Tabligh Jamaat

Tabligh Jamaat is a leading Muslim missionary and revival movement with hundreds of thousands of supporters. It was founded in the 1920s by Maulana Muhammad Ilyas (1885-1944) in Mewat, India. By 1946, the group reached Asia, Africa, Europe, and America. Tabligh Jamaat seeks to revitalize Muslims through a non-political Islamic identity.

It has an international headquarters, in Nizamuddin, India and national headquarters in over 80 countries. It sends hundreds of members annually to travel the world, preaching a message of peace. It organizes voluntary, unpaid preachers who fund themselves in groups (called Jamaats) and sleep at Musjids. Activities begin at the Musjid with 2 weekly visits to Muslims; daily reading of Islamic books; going in groups 3 days a month, 40 days a year, and 4 months in a lifetime; a daily council to discuss how to increase activity; and spending 2½ hours in the Musjid daily. Main points include firm belief in the Islamic declaration of faith, acquiring knowledge and devotion in Salaah. Tabligh Jamaat hosts gatherings of Islamic lectures (Ijtimas) with the 2nd largest gathering of Muslims after Hajj being the Tongi Ijtima in Bangladesh.

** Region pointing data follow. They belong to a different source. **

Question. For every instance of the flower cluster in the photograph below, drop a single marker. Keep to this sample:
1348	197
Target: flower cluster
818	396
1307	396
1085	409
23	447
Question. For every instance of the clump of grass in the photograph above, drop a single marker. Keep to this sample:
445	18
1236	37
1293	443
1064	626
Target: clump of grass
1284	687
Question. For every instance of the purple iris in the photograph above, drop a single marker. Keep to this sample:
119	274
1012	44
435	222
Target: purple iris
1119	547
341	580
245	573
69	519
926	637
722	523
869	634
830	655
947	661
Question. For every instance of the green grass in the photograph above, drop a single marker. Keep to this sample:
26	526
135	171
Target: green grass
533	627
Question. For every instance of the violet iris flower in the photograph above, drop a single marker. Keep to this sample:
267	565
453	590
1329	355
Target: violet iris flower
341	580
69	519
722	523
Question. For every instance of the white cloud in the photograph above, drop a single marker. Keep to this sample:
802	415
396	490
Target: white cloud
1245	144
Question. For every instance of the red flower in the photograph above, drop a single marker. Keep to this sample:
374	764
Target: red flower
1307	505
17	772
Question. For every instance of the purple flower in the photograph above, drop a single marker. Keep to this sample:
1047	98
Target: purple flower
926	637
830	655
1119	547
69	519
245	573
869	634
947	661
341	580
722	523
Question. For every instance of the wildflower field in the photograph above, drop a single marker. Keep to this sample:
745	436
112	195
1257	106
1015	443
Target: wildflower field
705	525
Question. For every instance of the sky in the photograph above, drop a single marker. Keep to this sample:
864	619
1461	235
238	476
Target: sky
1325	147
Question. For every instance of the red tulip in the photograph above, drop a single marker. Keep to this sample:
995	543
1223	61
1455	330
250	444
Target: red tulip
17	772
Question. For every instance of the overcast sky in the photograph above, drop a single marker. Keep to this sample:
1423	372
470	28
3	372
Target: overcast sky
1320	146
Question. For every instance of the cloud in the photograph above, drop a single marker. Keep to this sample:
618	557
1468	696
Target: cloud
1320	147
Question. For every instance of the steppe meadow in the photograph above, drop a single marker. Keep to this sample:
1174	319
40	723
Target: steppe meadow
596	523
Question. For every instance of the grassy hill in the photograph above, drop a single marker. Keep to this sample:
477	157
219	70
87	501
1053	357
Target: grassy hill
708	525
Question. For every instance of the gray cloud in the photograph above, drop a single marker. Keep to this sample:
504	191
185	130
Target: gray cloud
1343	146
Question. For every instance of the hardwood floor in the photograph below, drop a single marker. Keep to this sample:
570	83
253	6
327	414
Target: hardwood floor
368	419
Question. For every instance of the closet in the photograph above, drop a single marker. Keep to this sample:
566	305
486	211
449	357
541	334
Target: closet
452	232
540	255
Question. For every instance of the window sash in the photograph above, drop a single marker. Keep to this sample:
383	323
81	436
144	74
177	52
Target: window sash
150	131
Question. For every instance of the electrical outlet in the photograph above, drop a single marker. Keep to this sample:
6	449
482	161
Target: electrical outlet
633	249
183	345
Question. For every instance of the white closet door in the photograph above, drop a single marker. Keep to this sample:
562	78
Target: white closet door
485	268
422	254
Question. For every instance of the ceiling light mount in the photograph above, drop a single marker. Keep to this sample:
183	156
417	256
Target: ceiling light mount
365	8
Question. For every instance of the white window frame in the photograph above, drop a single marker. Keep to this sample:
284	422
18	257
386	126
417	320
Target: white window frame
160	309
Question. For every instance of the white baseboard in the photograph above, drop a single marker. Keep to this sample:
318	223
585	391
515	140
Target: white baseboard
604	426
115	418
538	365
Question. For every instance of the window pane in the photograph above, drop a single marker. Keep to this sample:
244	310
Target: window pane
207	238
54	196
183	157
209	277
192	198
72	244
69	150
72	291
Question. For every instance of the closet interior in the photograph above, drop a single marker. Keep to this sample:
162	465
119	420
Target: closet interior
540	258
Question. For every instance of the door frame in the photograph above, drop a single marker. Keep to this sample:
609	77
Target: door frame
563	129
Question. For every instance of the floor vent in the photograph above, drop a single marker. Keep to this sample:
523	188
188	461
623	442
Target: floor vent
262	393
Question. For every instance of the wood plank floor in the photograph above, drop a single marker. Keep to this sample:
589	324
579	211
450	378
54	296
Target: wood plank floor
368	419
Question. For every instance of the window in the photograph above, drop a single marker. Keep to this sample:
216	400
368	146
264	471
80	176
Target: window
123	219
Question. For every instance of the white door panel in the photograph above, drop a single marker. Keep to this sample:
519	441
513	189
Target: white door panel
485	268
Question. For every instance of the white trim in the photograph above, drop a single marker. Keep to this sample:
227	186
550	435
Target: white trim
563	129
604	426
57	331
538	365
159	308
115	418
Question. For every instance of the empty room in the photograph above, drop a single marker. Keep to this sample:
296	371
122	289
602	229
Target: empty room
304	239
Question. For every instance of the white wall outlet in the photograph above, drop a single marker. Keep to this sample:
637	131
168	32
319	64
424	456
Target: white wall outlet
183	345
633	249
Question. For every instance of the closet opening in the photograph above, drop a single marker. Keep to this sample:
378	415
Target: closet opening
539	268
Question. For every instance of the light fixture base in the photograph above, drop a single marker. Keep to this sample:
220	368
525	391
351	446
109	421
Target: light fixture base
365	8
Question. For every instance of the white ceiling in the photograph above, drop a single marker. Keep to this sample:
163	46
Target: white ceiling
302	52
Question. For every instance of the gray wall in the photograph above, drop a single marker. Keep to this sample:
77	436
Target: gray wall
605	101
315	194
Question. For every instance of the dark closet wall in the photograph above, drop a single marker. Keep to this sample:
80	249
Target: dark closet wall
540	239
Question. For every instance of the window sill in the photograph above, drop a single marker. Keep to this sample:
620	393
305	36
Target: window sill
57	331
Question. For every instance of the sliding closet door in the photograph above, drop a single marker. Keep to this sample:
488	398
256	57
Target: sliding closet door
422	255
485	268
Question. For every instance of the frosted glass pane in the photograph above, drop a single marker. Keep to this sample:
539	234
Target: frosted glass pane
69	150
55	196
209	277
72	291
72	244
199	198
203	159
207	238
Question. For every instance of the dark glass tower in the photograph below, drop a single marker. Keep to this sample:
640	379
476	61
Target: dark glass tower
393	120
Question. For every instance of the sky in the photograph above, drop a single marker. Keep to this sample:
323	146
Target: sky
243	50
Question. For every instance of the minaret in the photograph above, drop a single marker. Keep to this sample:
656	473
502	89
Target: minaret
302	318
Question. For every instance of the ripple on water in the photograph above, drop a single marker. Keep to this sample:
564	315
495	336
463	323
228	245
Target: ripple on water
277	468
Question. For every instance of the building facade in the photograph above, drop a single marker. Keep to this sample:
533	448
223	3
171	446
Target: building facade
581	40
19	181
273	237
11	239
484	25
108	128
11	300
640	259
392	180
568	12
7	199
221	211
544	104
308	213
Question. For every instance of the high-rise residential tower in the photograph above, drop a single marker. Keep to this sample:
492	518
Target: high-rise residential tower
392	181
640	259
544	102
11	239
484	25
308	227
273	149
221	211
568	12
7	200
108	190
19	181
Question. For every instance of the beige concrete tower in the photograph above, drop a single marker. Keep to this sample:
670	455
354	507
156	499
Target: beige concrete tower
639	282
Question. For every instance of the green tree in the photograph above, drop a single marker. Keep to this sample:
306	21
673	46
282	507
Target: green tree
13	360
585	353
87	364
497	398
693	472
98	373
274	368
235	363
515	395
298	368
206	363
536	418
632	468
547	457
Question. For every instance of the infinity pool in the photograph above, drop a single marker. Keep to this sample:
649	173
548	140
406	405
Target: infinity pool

UK is the focus of the movement in the West: by 2007, Tabligh members were situated at 600 of UK's 1350 Musjids. After the collapse of the Soviet Union in 1991, the movement made inroads into Central Asia. As of 2007, there were 10,000 members in Kyrgyzstan alone.
Members include the poor as well as the wealthy, with famous supporters including former presidents, cricketers and pop stars.